VQA-RAD: Visual Question Answering for Radiology
VQA-RAD is the first manually constructed VQA dataset in radiology, where clinicians asked naturally occurring questions about radiology images and provided reference answers. It contains 315 radiology images (head CTs/MRIs, chest X-rays, abdominal CTs) with question-answer pairs spanning 11 question types including modality, plane, organ system, abnormality, and object/condition presence. Questions are either closed-ended (yes/no) or open-ended free-text answers.
Overview
VQA-RAD is the first manually constructed Visual Question Answering dataset in radiology, introduced by Lau et al. (2018). Clinicians were shown radiology images from MedPix and asked naturally occurring questions they would ask a colleague or radiologist — the kind of questions that arise in routine clinical decision making. The dataset covers 315 images (104 head CTs/MRIs, 107 chest X-rays, 104 abdominal CTs) with 2,244 question-answer pairs spanning 11 question types: modality, plane, organ system, abnormality, object/condition presence, positional reasoning, color, size, attribute (other), counting, and other.

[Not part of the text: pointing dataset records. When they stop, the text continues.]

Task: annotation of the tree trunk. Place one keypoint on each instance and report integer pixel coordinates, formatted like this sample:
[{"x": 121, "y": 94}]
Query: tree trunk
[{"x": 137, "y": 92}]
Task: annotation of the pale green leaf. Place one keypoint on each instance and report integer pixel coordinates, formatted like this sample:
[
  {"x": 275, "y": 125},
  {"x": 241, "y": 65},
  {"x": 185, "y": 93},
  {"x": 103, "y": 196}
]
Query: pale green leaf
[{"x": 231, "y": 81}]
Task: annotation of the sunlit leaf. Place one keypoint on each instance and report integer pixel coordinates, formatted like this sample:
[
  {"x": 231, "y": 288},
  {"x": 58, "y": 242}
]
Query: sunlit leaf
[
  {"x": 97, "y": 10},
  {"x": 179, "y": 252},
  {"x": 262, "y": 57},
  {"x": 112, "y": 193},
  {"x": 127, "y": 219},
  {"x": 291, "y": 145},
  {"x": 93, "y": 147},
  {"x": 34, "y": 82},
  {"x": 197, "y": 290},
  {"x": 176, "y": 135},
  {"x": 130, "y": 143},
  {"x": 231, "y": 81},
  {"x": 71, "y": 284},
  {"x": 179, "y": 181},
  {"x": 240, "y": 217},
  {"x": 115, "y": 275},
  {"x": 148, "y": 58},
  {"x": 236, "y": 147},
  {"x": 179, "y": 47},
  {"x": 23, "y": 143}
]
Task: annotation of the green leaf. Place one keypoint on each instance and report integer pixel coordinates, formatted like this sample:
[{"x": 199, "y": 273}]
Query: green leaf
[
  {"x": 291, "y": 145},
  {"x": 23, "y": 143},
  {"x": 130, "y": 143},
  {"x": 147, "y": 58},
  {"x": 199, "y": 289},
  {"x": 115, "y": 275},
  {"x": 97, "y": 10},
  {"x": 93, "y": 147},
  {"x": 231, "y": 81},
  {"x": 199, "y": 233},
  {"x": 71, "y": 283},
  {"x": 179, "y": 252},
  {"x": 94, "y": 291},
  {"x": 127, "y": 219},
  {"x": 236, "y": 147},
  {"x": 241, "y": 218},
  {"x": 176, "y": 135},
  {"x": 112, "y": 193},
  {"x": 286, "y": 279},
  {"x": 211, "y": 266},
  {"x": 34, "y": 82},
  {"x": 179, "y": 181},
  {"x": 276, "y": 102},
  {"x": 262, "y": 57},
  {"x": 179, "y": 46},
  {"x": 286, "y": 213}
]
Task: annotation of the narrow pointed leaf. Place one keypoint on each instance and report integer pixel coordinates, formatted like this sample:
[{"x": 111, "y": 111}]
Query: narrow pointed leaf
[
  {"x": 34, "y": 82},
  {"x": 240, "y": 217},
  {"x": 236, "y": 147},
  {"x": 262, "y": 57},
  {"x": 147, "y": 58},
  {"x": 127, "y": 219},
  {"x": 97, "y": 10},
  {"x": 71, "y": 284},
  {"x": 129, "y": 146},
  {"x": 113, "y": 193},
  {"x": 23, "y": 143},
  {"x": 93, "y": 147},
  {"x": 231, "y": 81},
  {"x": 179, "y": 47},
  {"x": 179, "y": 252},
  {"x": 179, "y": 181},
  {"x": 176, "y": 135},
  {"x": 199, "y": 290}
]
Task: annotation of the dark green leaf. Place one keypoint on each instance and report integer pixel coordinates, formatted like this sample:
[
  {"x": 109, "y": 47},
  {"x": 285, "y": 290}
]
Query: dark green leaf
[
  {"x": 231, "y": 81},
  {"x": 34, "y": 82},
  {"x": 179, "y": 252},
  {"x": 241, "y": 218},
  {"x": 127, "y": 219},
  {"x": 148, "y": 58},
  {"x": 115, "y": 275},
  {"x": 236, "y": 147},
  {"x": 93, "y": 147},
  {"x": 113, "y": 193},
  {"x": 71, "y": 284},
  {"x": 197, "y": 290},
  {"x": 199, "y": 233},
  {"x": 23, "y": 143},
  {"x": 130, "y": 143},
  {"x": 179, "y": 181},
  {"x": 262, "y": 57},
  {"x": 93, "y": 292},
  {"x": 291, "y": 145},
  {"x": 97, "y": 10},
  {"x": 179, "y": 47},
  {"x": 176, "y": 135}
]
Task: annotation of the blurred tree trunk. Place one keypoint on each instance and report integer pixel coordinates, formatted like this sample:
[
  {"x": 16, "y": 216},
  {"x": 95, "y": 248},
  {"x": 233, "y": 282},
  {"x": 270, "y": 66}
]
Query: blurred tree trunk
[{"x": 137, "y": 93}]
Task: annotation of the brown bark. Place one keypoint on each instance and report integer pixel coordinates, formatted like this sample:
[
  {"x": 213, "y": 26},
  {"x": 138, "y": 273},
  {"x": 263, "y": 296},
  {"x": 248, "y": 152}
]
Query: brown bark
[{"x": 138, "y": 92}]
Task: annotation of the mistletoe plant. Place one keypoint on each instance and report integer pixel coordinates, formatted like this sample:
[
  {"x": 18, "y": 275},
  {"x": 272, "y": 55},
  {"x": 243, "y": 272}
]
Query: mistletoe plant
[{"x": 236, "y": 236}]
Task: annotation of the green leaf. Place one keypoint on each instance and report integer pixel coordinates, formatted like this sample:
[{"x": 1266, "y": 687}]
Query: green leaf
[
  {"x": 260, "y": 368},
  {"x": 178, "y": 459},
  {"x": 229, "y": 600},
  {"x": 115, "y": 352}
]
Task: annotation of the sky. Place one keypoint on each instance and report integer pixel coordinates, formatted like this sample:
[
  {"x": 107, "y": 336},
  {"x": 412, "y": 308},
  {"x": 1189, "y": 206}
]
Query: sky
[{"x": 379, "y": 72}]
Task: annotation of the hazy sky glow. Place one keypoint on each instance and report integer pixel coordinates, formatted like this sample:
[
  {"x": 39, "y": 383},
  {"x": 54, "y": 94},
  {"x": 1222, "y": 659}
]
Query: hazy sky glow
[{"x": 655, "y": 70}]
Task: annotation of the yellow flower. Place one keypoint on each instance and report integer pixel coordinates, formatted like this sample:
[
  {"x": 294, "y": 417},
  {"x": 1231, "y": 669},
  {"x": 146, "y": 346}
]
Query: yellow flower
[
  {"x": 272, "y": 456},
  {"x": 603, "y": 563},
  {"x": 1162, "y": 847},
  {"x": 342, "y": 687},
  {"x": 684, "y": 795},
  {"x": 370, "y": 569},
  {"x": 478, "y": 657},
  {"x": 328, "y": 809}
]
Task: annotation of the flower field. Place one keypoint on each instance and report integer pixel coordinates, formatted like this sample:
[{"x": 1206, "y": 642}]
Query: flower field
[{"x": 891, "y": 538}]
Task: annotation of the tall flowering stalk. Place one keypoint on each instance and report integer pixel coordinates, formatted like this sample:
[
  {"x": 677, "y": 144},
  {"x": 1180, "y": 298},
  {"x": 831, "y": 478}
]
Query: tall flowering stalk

This implementation evaluates models on the test split (451 QA pairs total). Questions are either closed-ended (yes/no answers) or open-ended (free-text answers). The model is prompted to provide its answer in ANSWER: $ANSWER format. Closed-ended questions are scored by exact string match; open-ended questions are scored by a tool-calling grader model that evaluates semantic equivalence, similar to the manual human judgment employed in the original paper. Each sample includes an answer_type metadata field ("closed" or "open") inferred from whether the ground-truth answer is yes/no.
Usage
Installation
There are two ways of using Inspect Evals, from pypi as a dependency of your own project and as a standalone checked out GitHub repository.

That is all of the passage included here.